Il refuse les croquettes mais se laisse attacher facilement, et accepte de monter dans la voiture, non sans mal vu son état. Je l'aide en portant son arrière train, il couine fort mais ne montre aucune agressivité.
Revenue à la maison, pas moins de dix appels téléphoniques avant de trouver un vétérinaire de garde. A 22h, enfin, nous avons rendez-vous. John monte à l'arrière de la voiture, le chien s'étant mis en boule au bas du siège passager. Nous traversons plusieurs endroits glauques de Toulouse, pour arriver dans une clinique vétérinaire tout aussi glauque.
Le chien a l'air d'avoir mis à profit son repos forcé dans la voiture, il marche un peu mieux et remue un peu la queue. Le vétérinaire fait une recherche à partir de son tatouage. Le toutou s'appelle Igor, c'est un labrador âgé de 15 ans, autant dire un centenaire pour un chien de cette race. Le propriétaire répond tout de suite au téléphone, étonné puisqu'il ne s'était pas aperçu que son chien était sorti. Il habite en fait à 100 mètres de chez nous.

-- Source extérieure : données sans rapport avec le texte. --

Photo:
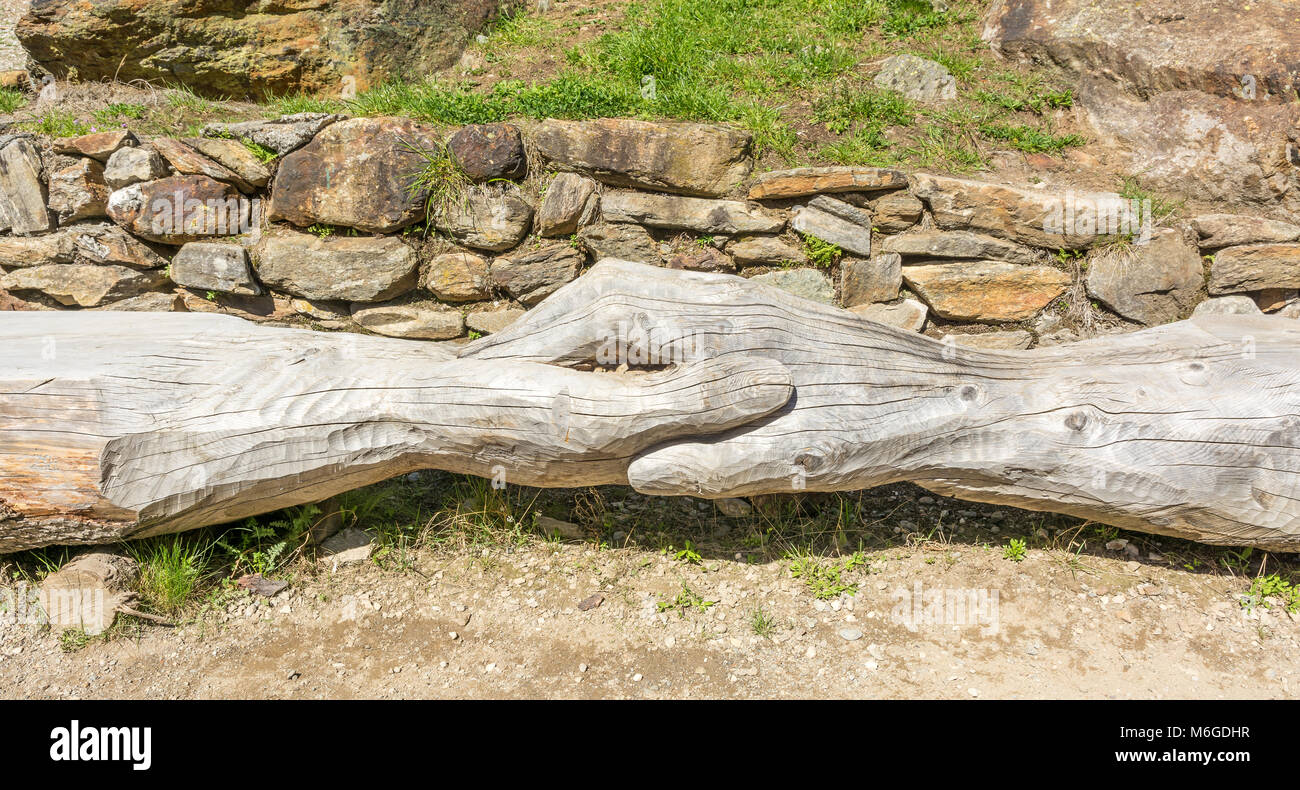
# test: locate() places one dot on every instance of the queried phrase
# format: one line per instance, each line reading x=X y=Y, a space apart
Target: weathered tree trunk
x=1191 y=429
x=125 y=425
x=118 y=425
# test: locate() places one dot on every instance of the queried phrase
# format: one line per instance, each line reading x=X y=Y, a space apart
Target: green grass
x=845 y=107
x=57 y=124
x=440 y=181
x=824 y=578
x=684 y=602
x=118 y=112
x=820 y=254
x=1031 y=139
x=1273 y=586
x=183 y=99
x=11 y=100
x=1161 y=207
x=762 y=624
x=172 y=571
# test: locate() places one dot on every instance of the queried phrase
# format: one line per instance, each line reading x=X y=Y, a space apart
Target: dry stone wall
x=336 y=231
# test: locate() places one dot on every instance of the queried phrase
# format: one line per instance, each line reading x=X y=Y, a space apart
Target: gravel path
x=521 y=623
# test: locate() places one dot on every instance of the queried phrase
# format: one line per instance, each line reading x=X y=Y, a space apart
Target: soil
x=1073 y=620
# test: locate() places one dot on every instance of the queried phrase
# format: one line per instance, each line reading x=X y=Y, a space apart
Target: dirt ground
x=515 y=621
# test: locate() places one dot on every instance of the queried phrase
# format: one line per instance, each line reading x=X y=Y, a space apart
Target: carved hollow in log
x=121 y=425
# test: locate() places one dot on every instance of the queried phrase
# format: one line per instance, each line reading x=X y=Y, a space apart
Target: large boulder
x=86 y=243
x=1051 y=220
x=181 y=208
x=82 y=285
x=1255 y=268
x=22 y=190
x=1205 y=46
x=1149 y=283
x=820 y=181
x=251 y=48
x=672 y=212
x=837 y=222
x=78 y=191
x=688 y=159
x=336 y=268
x=531 y=276
x=492 y=216
x=355 y=173
x=987 y=291
x=571 y=202
x=486 y=151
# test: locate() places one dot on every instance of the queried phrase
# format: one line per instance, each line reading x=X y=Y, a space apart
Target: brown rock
x=622 y=242
x=1030 y=217
x=233 y=156
x=21 y=189
x=870 y=280
x=252 y=50
x=488 y=151
x=458 y=277
x=960 y=244
x=98 y=146
x=1149 y=283
x=492 y=321
x=78 y=191
x=81 y=283
x=1255 y=268
x=493 y=216
x=411 y=318
x=189 y=161
x=986 y=290
x=355 y=174
x=697 y=215
x=697 y=257
x=180 y=208
x=1230 y=230
x=1195 y=144
x=908 y=313
x=814 y=181
x=688 y=159
x=336 y=268
x=896 y=212
x=571 y=203
x=763 y=251
x=534 y=274
x=1204 y=46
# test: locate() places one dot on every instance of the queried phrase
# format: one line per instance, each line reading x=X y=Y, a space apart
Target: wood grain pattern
x=1190 y=429
x=122 y=425
x=116 y=425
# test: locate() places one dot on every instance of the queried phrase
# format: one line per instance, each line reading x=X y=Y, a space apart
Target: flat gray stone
x=836 y=222
x=213 y=267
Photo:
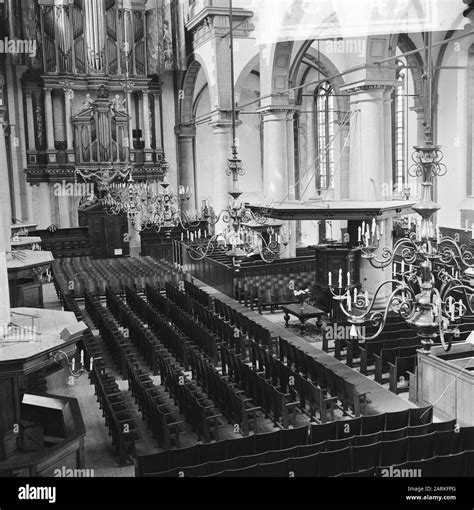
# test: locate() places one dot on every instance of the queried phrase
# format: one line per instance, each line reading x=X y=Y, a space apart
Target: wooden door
x=108 y=233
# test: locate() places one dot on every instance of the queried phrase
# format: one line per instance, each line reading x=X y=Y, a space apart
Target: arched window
x=324 y=105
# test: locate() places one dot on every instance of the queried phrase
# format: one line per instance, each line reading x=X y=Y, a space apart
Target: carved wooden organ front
x=93 y=100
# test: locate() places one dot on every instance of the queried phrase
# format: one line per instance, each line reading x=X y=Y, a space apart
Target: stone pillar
x=388 y=159
x=30 y=121
x=290 y=131
x=5 y=220
x=185 y=136
x=48 y=109
x=68 y=99
x=222 y=152
x=279 y=161
x=146 y=120
x=157 y=120
x=368 y=163
x=130 y=123
x=64 y=212
x=46 y=218
x=276 y=152
x=367 y=158
x=4 y=290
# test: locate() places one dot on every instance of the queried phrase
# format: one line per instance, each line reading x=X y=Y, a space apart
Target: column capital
x=185 y=131
x=278 y=112
x=370 y=86
x=222 y=119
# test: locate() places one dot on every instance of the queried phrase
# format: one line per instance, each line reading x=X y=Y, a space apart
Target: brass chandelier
x=238 y=240
x=428 y=291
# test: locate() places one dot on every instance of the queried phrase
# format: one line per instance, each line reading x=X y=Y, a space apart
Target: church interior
x=236 y=238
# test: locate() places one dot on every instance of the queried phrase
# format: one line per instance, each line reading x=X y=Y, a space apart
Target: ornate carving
x=103 y=92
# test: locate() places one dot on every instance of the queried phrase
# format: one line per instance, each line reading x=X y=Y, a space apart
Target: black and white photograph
x=236 y=241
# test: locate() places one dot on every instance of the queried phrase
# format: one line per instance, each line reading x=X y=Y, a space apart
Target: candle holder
x=59 y=356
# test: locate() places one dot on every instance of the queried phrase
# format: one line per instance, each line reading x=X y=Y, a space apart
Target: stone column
x=48 y=108
x=68 y=98
x=279 y=161
x=290 y=251
x=30 y=121
x=5 y=220
x=388 y=159
x=222 y=152
x=146 y=126
x=45 y=198
x=368 y=168
x=157 y=120
x=185 y=136
x=4 y=290
x=130 y=122
x=64 y=212
x=276 y=152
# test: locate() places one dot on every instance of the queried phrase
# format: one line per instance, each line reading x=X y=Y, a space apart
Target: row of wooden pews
x=362 y=446
x=198 y=410
x=84 y=274
x=393 y=352
x=160 y=417
x=115 y=410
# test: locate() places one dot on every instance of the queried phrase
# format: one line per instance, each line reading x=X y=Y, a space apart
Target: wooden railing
x=223 y=276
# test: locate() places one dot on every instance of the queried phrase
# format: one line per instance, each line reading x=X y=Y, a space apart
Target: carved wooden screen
x=78 y=37
x=49 y=45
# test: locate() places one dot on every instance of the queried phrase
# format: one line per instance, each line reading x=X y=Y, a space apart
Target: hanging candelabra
x=428 y=291
x=58 y=356
x=238 y=240
x=151 y=205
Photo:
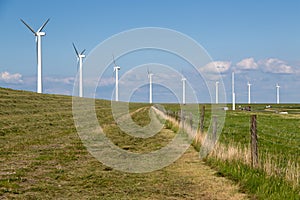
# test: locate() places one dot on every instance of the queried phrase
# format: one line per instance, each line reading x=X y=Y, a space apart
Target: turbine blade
x=77 y=54
x=41 y=28
x=82 y=52
x=28 y=26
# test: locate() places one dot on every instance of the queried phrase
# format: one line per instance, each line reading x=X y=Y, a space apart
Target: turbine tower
x=277 y=93
x=233 y=93
x=150 y=86
x=249 y=92
x=80 y=57
x=217 y=92
x=116 y=70
x=38 y=39
x=183 y=79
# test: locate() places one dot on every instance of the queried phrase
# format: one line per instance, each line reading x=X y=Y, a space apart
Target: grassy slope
x=278 y=137
x=42 y=157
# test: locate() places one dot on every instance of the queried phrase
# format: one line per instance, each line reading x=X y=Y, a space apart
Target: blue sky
x=259 y=40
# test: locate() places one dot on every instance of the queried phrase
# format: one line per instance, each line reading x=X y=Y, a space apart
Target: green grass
x=278 y=143
x=42 y=156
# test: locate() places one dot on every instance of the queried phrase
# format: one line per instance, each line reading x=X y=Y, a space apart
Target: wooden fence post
x=182 y=120
x=215 y=128
x=254 y=150
x=202 y=114
x=191 y=120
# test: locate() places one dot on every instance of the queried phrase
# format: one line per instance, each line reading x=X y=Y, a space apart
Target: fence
x=261 y=151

Retour à la case départ. Le propriétaire nous explique qu'Igor ne sort plus depuis deux ans (il faut dire que la propriété a l'air immense), et qu'aujourd'hui, il a du suivre sa maîtresse partie garder ses petits-enfants, profitant de l'ouverture du portail. Comme c'est un vieux chien qui passe son temps à dormir, il ne s'est pas rendu compte de sa disparition.
Et voilà, nous avons imaginé le pire, d'horribles maîtres abandonnant leur vieux chien, quand il ne s'agissait que d'un papi stimulé par le printemps qui s'en vient.
Et dire que cette histoire n'est même pas une fausse excuse pour n'avoir pas fait de cartons hier soir.

lily bauer à 15:15 - dogs' life - [#]
« Accueil  1  2   Page suivante »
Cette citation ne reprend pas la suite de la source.